Advanced Signal Analysis in Detecting Replay Attacks for Automatic Speaker Verification Systems
Authors: Lee Shih Kuang
Published: 2024-03-02 08:19:58+00:00
Comment: https://github.com/shihkuanglee/ADFA
AI Summary
This study introduces novel signal analysis methods: Arbitrary Analysis (AA), Mel Scale Analysis (MA), and Constant Q Analysis (CQA) for replay speech detection in automatic speaker verification (ASV) systems. Inspired by the Fourier inversion formula, these methods offer new perspectives by using alternative sinusoidal sequence groups. They demonstrate superior efficacy and/or efficiency compared to conventional methods on ASVspoof 2019 & 2021 PA databases, especially when integrated with the Temporal Autocorrelation of Speech (TAC) feature.
Abstract
This study proposes novel signal analysis methods for replay speech detection in automatic speaker verification (ASV) systems.
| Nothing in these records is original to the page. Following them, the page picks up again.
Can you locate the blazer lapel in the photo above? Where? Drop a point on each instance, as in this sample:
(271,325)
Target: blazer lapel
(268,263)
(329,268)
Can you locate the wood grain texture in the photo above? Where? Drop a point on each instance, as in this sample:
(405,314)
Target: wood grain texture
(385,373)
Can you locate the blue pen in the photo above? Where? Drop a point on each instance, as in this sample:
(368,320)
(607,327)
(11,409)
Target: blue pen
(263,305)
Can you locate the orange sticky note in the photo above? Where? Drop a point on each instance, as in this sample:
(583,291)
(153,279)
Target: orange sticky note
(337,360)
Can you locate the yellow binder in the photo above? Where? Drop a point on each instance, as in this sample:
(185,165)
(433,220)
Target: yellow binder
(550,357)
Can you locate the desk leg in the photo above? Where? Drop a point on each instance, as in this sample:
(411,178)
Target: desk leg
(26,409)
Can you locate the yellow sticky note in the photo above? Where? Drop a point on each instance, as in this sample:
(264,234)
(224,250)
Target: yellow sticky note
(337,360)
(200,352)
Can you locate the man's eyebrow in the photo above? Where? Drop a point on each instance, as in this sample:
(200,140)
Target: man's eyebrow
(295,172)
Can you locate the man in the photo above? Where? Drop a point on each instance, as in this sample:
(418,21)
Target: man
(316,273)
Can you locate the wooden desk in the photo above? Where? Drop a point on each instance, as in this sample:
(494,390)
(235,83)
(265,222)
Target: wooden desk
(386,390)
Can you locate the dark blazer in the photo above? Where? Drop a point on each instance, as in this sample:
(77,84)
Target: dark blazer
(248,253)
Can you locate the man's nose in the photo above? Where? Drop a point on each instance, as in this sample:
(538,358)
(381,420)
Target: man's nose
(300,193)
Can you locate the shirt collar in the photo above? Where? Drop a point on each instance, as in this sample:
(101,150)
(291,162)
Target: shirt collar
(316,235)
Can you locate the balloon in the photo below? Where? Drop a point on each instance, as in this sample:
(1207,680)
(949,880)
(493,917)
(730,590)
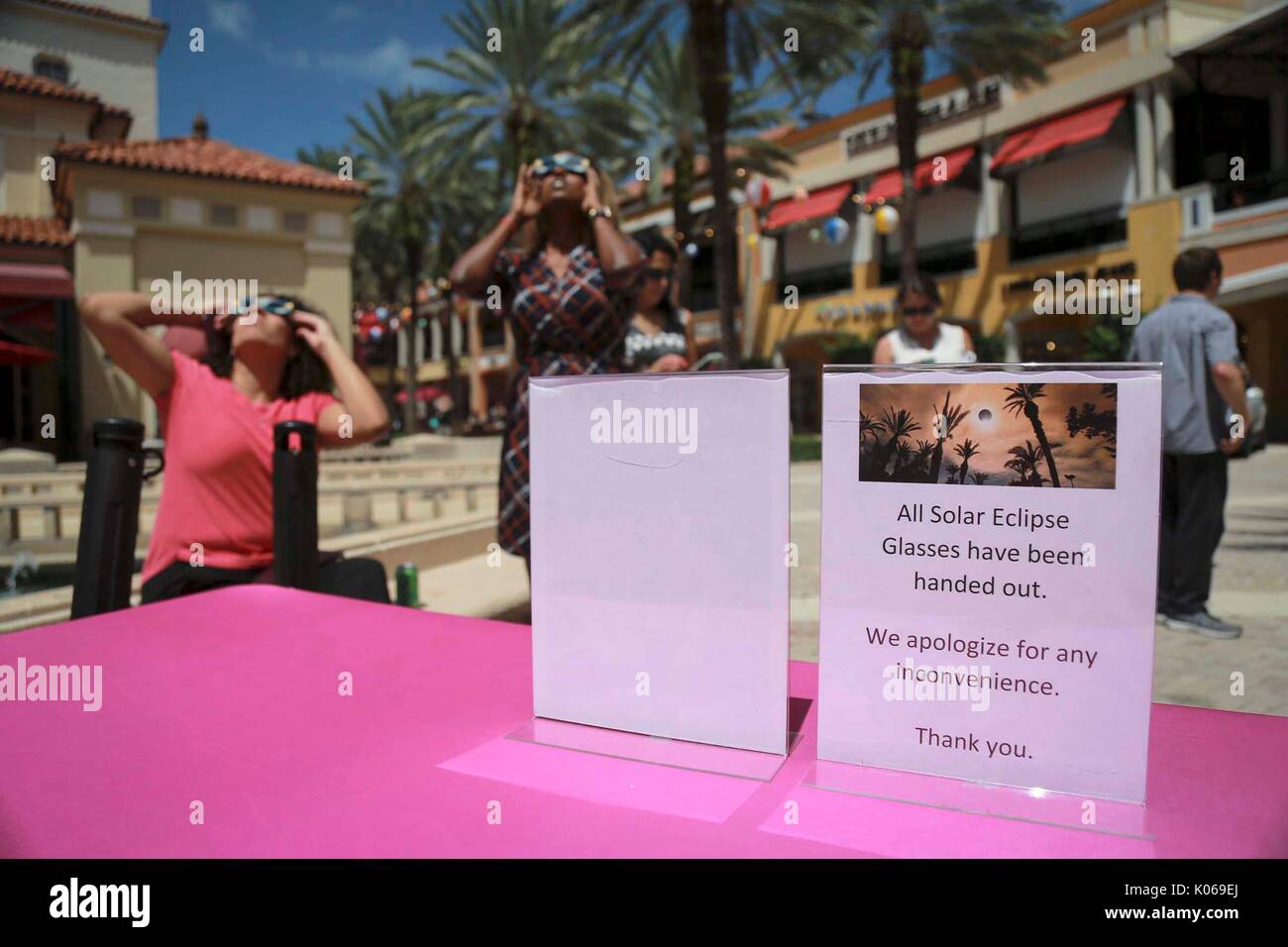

The proposed methods -- arbitrary analysis (AA), mel scale analysis (MA), and constant Q analysis (CQA) -- are inspired by the calculation of the Fourier inversion formula. These methods introduce new perspectives in signal analysis for replay speech detection by employing alternative sinusoidal sequence groups. The efficacy of the proposed methods is examined on the ASVspoof 2019 \\& 2021 PA databases with experiments, and confirmed by the performance of systems that incorporated the proposed methods; the successful integration of the proposed methods and a speech feature that calculates temporal autocorrelation of speech (TAC) from complex spectra strongly confirms it. Moreover, the proposed CQA and MA methods show their superiority to the conventional methods on efficiency (approximately 2.36 times as fast compared to the conventional constant Q transform (CQT) method) and efficacy, respectively, in analyzing speech signals, making them promising to utilize in music and speech processing works.